Remember, “enlightenment does not happen by imagining figures of light” — which is what we are always trying to do in this country. No, it happens by coming to know what lies in the darkness within us, and then shining a light on that so we can struggle with it, learn from it, and heal it. Freeing and empowering the angels of our better nature begins with knowing and contending with our darker ones.
Those who wish to ignore, repress, or dilute the truth of the American genocide against Native Americans, or the horrors of slavery and its tentacles of ongoing hatred, segregation, and violence, and of our colonialist and military crimes around the globe in the name of national interest, actually feed the darkness within us. Refusing to have broad, public, and educated conversations about our dark side — with all its seething hatreds, brutality, and inhumanity — keeps all of it festering under the covers. What we saw in Charlottesville 2017, this year at the Capital on January 6th, and with growing frequency all over since 2016, is our dark side.

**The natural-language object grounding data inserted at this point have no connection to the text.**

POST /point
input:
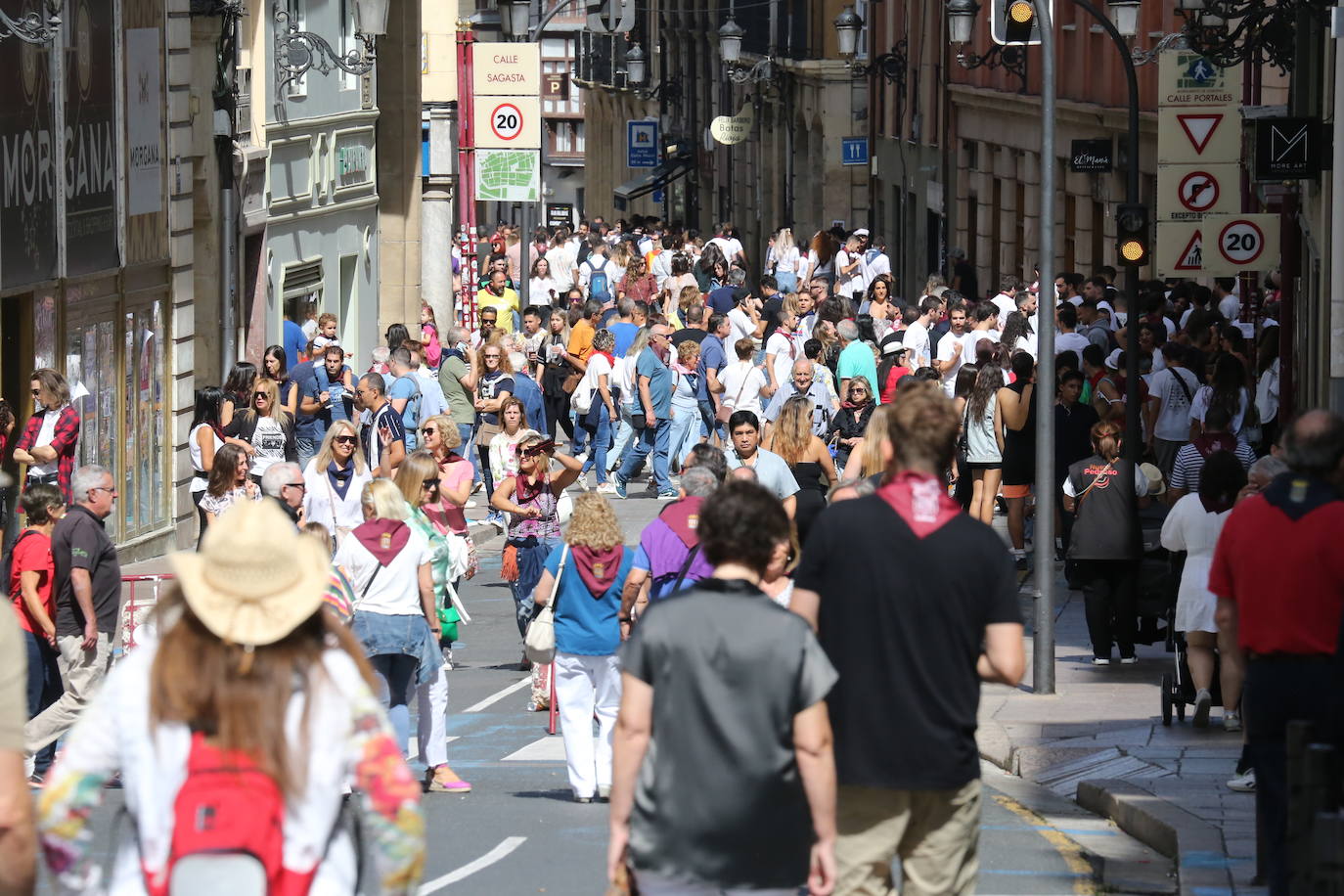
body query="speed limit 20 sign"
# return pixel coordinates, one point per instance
(509, 122)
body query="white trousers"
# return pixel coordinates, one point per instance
(586, 687)
(431, 719)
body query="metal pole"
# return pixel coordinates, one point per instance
(1043, 632)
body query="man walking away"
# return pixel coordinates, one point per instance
(87, 585)
(1279, 582)
(913, 629)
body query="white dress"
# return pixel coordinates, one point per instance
(1191, 528)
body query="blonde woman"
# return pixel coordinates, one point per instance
(589, 572)
(265, 430)
(395, 618)
(419, 481)
(808, 460)
(335, 479)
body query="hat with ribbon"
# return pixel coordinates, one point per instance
(255, 578)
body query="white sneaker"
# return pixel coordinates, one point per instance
(1203, 700)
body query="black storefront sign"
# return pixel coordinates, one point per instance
(560, 215)
(1287, 148)
(28, 168)
(90, 165)
(1092, 156)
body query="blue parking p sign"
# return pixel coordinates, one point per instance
(855, 151)
(642, 143)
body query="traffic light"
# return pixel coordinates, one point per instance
(1015, 22)
(1132, 234)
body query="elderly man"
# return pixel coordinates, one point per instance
(855, 359)
(87, 590)
(804, 383)
(285, 484)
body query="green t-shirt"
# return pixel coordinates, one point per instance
(459, 399)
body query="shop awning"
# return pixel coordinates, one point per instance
(653, 179)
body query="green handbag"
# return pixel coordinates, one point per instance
(448, 619)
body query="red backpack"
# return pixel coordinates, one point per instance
(227, 830)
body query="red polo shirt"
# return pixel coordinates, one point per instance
(1279, 559)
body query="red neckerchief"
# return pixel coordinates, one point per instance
(683, 517)
(384, 539)
(597, 567)
(920, 501)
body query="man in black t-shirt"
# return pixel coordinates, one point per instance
(916, 604)
(87, 589)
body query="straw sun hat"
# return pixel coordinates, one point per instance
(255, 578)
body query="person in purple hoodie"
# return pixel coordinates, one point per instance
(668, 558)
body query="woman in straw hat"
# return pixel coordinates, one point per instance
(395, 618)
(247, 666)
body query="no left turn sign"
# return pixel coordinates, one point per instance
(1199, 191)
(1240, 242)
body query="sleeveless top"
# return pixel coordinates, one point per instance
(198, 465)
(545, 528)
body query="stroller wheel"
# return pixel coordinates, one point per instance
(1167, 697)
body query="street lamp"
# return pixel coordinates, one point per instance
(635, 65)
(515, 17)
(847, 31)
(29, 27)
(730, 40)
(1125, 15)
(962, 21)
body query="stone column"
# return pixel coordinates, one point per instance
(399, 168)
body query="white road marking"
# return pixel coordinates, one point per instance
(499, 694)
(542, 749)
(504, 848)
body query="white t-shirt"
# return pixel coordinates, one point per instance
(742, 326)
(1071, 342)
(395, 590)
(586, 394)
(952, 348)
(1200, 405)
(746, 379)
(730, 246)
(785, 353)
(1174, 416)
(917, 340)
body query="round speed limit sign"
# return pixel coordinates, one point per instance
(1240, 242)
(507, 121)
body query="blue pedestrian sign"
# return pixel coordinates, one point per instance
(855, 151)
(642, 141)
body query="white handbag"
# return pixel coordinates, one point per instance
(539, 644)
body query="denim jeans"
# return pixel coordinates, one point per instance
(467, 432)
(45, 688)
(656, 439)
(601, 439)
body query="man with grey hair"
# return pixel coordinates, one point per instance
(87, 594)
(804, 381)
(856, 360)
(285, 484)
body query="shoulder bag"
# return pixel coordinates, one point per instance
(539, 644)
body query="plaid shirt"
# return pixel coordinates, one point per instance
(64, 439)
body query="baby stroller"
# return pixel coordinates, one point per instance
(1178, 690)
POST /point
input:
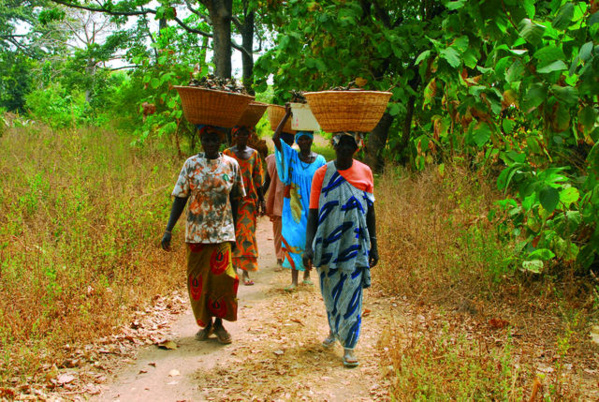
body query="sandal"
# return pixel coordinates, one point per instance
(328, 342)
(223, 336)
(350, 362)
(204, 333)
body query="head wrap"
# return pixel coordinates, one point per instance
(358, 137)
(300, 134)
(237, 129)
(204, 128)
(287, 137)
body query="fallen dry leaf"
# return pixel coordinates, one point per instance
(170, 345)
(498, 323)
(63, 379)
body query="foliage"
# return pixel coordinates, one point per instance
(79, 214)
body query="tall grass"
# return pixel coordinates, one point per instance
(439, 250)
(81, 215)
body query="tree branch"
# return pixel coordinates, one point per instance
(104, 10)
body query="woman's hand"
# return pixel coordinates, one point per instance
(307, 258)
(262, 207)
(373, 255)
(166, 241)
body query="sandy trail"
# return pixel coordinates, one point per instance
(276, 352)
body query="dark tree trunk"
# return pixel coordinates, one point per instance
(247, 36)
(220, 12)
(376, 143)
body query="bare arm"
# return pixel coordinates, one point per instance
(176, 211)
(310, 233)
(373, 255)
(276, 137)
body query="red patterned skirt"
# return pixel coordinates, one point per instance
(211, 282)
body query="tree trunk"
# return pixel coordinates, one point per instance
(247, 36)
(220, 12)
(376, 143)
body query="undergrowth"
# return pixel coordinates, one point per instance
(81, 215)
(439, 250)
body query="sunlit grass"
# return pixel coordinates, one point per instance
(81, 215)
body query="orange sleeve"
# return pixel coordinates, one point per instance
(317, 181)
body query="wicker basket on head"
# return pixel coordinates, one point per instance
(275, 115)
(348, 110)
(215, 108)
(252, 114)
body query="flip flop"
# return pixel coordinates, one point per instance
(290, 288)
(328, 342)
(223, 336)
(350, 363)
(203, 334)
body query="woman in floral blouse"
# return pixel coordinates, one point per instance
(245, 257)
(212, 183)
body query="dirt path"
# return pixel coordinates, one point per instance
(276, 353)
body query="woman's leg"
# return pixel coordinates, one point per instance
(221, 333)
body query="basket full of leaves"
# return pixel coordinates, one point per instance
(275, 115)
(213, 101)
(348, 110)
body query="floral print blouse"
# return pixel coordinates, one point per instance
(208, 184)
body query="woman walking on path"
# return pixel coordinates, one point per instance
(212, 182)
(295, 170)
(341, 240)
(245, 257)
(274, 200)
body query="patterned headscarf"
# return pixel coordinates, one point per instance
(300, 134)
(358, 137)
(287, 137)
(204, 128)
(235, 131)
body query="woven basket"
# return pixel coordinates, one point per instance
(252, 114)
(275, 115)
(348, 110)
(215, 108)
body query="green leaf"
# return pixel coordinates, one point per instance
(531, 31)
(482, 134)
(534, 266)
(551, 67)
(549, 53)
(568, 95)
(543, 254)
(587, 117)
(549, 198)
(394, 109)
(455, 5)
(452, 56)
(585, 51)
(564, 17)
(514, 73)
(470, 58)
(508, 126)
(422, 56)
(461, 44)
(529, 7)
(534, 97)
(568, 196)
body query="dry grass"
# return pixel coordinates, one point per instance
(81, 215)
(439, 252)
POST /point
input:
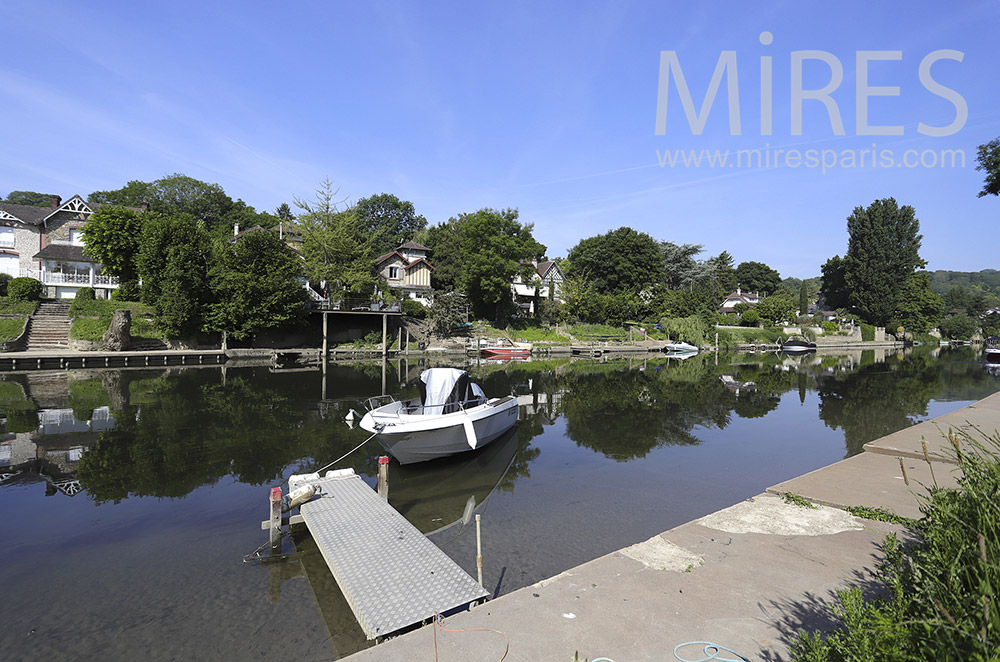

Wonderfully written, as usual, and very nicely illustrated with that picture of the barren tree against the fallow field. I haven’t read Jung in years, and forget how (or even if) he prepared his patients to process their dark sides. Some folks cling to positivity, idealism, and a carefully constructed self-narrative as if their lives depended on it. Part of the reason stereotypes, denial, and simplistic belief systems even exist is that they serve almost an evolutionary, Darwinian function–they save brain energy. When Adam and Eve ate from the Tree of Knowledge, they saw that they and everything else around them was naked. It takes a strong stomach and a big heart to see both/and, light/dark, saintliness/sin.
Thanks Steve. I would say I am still an idealist but that doesn’t mean being in denial or intentionally ignorant of what’s in my shadow and others around me. Keep on.